Use the status code to decide what to do. The requests library has a raise_for_status() method. It raises an exception for bad status codes.
import requests
url = 'https://httpstat.us/404' # A test URL that returns 404
try:
response = requests.get(url)
response.raise_for_status() # Will raise HTTPError for 4xx/5xx
html = response.text
except requests.exceptions.HTTPError as err:
print(f"HTTP error: {err}")
Setting a User-Agent Header
Some websites block default Python user-agents. They think it is a bot. You can set a custom User-Agent header to mimic a browser.
import requests
url = 'https://example.com'
headers = {
'User-Agent': 'Mozilla/5.0 (Windows NT 10.0; Win64; x64) AppleWebKit/537.36'
}
response = requests.get(url, headers=headers)
print(response.request.headers['User-Agent'])
This makes your request look like it's from a web browser. It can help avoid being blocked.
Managing Relative URLs
HTML often contains relative links. You may need to convert them to absolute URLs. This is important for crawling.
You can use Python's urllib.parse.urljoin for this. For a detailed guide, see our article on Python urljoin: Build URLs Correctly.
Parsing the HTML Content
Getting the HTML is just the first step. To extract data, you need to parse it. Libraries like Beautiful Soup and lxml are great for this.
Here is a quick example using Beautiful Soup with the requests library.
import requests
from bs4 import BeautifulSoup
url = 'https://example.com'
response = requests.get(url)
soup = BeautifulSoup(response.content, 'html.parser')
# Get the page title
page_title = soup.title.string
print(f"Page Title: {page_title}")
# Find all paragraph tags
paragraphs = soup.find_all('p')
for p in paragraphs:
print(p.get_text())
First, fetch the HTML. Then, pass it to Beautiful Soup. You can now search and navigate the HTML structure easily.
Best Practices and Ethics
Always scrape responsibly. Do not overload servers. Add delays between requests. Use caching when possible.

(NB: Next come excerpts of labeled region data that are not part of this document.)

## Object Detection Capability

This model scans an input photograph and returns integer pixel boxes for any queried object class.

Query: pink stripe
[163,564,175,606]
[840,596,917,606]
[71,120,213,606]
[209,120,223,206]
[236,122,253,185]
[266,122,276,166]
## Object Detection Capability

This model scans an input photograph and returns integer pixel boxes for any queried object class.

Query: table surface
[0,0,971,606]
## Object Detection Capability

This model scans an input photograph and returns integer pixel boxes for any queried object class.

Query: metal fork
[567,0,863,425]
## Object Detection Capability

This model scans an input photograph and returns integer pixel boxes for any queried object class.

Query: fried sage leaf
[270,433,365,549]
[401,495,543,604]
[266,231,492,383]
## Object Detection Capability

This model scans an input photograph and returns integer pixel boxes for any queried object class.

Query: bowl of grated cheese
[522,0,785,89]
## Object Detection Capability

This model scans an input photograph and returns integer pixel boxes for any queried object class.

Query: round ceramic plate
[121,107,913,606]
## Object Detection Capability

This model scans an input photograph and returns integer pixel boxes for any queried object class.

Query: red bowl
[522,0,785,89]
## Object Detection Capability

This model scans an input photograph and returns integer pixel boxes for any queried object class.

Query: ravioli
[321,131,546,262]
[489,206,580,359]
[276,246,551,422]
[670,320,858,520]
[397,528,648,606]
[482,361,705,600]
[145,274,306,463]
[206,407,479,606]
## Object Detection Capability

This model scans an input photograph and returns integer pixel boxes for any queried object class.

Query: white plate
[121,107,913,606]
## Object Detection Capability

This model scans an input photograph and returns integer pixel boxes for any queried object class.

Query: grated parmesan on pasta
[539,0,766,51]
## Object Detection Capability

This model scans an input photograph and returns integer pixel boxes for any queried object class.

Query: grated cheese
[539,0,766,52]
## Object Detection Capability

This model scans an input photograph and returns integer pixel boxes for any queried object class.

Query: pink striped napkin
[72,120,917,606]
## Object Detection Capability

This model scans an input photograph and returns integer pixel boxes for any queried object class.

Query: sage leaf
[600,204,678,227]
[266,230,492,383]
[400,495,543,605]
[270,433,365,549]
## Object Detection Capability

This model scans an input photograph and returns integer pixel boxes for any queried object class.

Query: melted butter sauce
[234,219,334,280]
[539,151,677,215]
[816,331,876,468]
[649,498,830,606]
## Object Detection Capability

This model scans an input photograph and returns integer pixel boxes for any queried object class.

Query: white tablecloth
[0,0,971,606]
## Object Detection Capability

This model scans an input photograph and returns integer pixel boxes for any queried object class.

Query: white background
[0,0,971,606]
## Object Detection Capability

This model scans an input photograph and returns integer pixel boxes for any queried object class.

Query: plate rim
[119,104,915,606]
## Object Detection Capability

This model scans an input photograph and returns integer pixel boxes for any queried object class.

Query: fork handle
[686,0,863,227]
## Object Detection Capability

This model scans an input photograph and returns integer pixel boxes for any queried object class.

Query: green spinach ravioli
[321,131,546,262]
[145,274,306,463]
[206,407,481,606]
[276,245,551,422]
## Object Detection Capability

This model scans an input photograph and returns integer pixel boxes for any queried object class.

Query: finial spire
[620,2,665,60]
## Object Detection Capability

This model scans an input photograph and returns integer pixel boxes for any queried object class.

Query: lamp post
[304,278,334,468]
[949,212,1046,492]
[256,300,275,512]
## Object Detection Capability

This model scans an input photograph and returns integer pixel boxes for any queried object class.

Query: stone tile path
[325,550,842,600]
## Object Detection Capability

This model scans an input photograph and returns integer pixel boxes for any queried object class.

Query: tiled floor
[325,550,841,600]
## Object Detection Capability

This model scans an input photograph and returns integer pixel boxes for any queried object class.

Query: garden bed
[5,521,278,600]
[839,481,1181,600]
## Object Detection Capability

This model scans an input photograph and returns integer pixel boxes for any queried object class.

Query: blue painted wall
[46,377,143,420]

Check for an API first. Many websites offer official APIs. They are a more reliable data source.
Read the website's robots.txt file. It tells you which pages you can and cannot scrape. Respect these rules.
Identify yourself. Use a proper User-Agent string. Some sites require it.
Conclusion
Fetching HTML from a URL in Python is easy. The requests library is the best tool for most jobs. The built-in urllib works when you cannot install packages.
Remember to handle errors. Set appropriate headers. Parse the HTML with a library like Beautiful Soup.
Use this power responsibly. Happy coding!